走れよ!と感じるのは皆さんが健康な証だろう。僕もどうにかして走りたいのだが、今の身体ではまだ走ることができない。なので、仕方なく歩く。
走り終えてからまとめて書けば良いのだが、実施前に自分へプレッシャーを与えるために、この記事を投稿する。このnoteは内容発表と決意表明的な意味合いなので、詳細は後編で書くこととする。
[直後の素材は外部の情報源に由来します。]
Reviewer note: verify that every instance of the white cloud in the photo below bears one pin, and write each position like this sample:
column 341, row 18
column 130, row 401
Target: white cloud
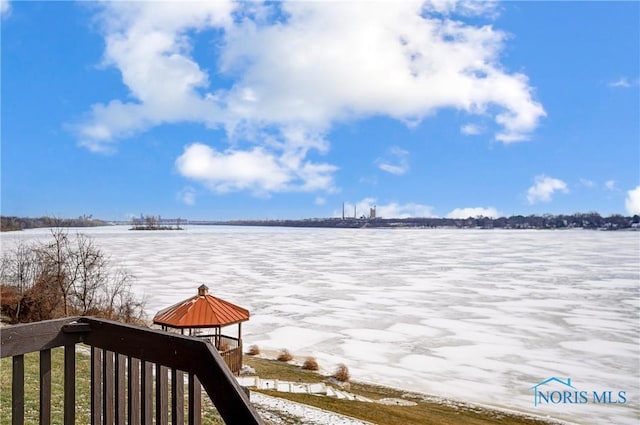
column 5, row 8
column 543, row 189
column 474, row 212
column 620, row 83
column 327, row 62
column 390, row 210
column 471, row 129
column 395, row 161
column 587, row 183
column 187, row 196
column 257, row 170
column 632, row 203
2020年5月17日、脳動静脈奇形という先天性疾患が直接の原因となり、当時31歳にしてまさかの脳内出血×クモ膜下出血×水頭症のトリプルコンボを経験した。半年経過後、後遺症の軽度(医学的には)運動麻痺と、重度感覚麻痺で身体障害者(肢体不自由2種4級)にジョブチェンジした。今後もこんな自分と向き合っていくことになりそうなのが今だ。
急性期が過ぎて回復期に入った当初に書いたnoteがこちら。

満たされないまま終わった2020年

2020年は大半を病院で過ごした。新しいことへのチャレンジも、社会への貢献も、何かに追われることもなかった。とは言えこの期間に自分の人生と向き合い必死で取り組むことは、当時の僕にとって確かに最重要事項だった。
自分の身体と自分の人生。当然ながら責任を取ることができるのは自分だけだ。
脳内出血を起こす原因となった脳動静脈奇形の治療をしないまま、リハビリを始めた。明日にも脳内出血を再発して、次こそ死ぬかもしれないという恐怖に怯えつつも、リハビリはやればやった分だけ確実に結果として現れた。一時は前進するしかない現実に絶望さえ覚えたが、そんな自分を置き去りにしてでも無理矢理取り組んだ。久しぶりに、気合いとか精神力というものの必要性を実感した。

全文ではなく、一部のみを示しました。